Is Plastic safe? The Dangers of Plastic.
For years, we’ve heard that eating or drinking anything that is canned or comes in plastic is bad for your health. But do you really understand why? The quick answer is bisphenol-A (BPA).
BPA is one of 800 different endocrine-disrupting chemicals (EDCs), compounds that interfere with the action of hormones in the body. Two of the most prolific EDCs in our environment—and often in our daily activities of life—are phthalates and BPA.
The reason comes down to our reliance on plastic. While phthalates are used to soften plastic and make it more flexible, BPA is used to harden plastic.
When it comes to BPA specifically, it is a known cancer-causing xenoestrogen, meaning it is an estrogen-mimicking chemical. Sadly, this carcinogen (which has been declared “toxic” in Canada) is used daily here in the U.S. to harden plastic bottles and as an inner liner for many canned goods.
In addition to increasing your risk for cancer, BPA has also been linked to reproductive issues and even elevated glucose level. And now, according to a study published in Hypertension in February 2015, you can add increasing blood pressure levels to the list of BPA side effects.
In this randomized, crossover study, researchers asked 60 adults age 60 and older to visit their study site on three separate days. On one visit, the participants drank a beverage from two glass bottles. The second visit, they drank the same beverage from two cans, and on the third visit, they drank the beverage from one glass bottle and one can.
On all three occasions, researchers tested urinary BPA concentration, blood pressure, and heart rate variability two hours after the beverages were consumed. They found that BPA levels increased after drinking the canned beverages by more than 1,600 percent versus the glass containers.
While heart rate variability was not significantly different with any of the container options, researchers found that when participants drank the two canned beverages, their systolic blood pressure increased by an average of 4.5 mmHg (as compared to the glass containers). Researchers concluded, “The present study demonstrated that consuming canned beverage and consequent increase of BPA exposure increase blood pressure acutely.”
This one is a no-brainer. If you are consuming beverages or food from plastic containers or cans, be sure they are BPA-free. If they are not, do not use them. Period.
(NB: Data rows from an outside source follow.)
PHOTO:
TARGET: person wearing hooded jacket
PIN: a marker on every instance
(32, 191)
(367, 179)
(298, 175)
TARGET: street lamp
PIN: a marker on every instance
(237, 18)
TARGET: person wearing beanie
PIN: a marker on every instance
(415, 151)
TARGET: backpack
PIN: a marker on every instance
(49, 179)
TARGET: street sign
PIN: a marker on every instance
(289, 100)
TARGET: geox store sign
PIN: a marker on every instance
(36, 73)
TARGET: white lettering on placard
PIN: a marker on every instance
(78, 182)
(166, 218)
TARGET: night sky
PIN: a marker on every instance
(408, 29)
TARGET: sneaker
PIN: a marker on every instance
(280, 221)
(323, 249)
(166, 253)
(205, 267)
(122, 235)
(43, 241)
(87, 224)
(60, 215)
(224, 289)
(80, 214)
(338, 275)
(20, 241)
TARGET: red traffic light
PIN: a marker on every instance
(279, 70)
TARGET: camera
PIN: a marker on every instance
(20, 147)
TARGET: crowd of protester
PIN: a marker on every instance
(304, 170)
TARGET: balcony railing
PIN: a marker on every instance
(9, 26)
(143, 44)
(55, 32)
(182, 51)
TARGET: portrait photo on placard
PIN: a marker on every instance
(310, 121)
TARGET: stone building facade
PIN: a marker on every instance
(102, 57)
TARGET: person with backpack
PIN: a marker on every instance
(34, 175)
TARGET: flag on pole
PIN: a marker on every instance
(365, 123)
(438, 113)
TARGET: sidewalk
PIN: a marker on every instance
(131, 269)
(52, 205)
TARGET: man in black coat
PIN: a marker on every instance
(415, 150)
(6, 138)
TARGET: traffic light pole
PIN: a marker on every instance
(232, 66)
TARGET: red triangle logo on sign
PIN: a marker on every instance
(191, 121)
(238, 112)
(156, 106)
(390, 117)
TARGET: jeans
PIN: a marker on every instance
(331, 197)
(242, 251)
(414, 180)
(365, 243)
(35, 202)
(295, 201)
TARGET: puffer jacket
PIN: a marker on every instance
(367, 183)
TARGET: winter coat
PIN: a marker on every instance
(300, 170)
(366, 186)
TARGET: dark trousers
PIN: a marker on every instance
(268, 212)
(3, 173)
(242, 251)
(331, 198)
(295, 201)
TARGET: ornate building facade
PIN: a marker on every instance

Next, do a mild detox to rid your body of the likely BPA stored in your cells. This means using a daily greens powder supplement along with a good liver-cleansing supplement that contains milk thistle (200-400 mg), turmeric (50-100 mg), and dandelion (150-300 mg).
Finally, if blood pressure is a concern for you, try using a few targeted nutrients to keep your blood pressure healthy in the normal range. This includes nattokinase (80-160 mg), cranberry concentrate (60-120 mg), and/or acetyl-L-carnitine (250-500 mg).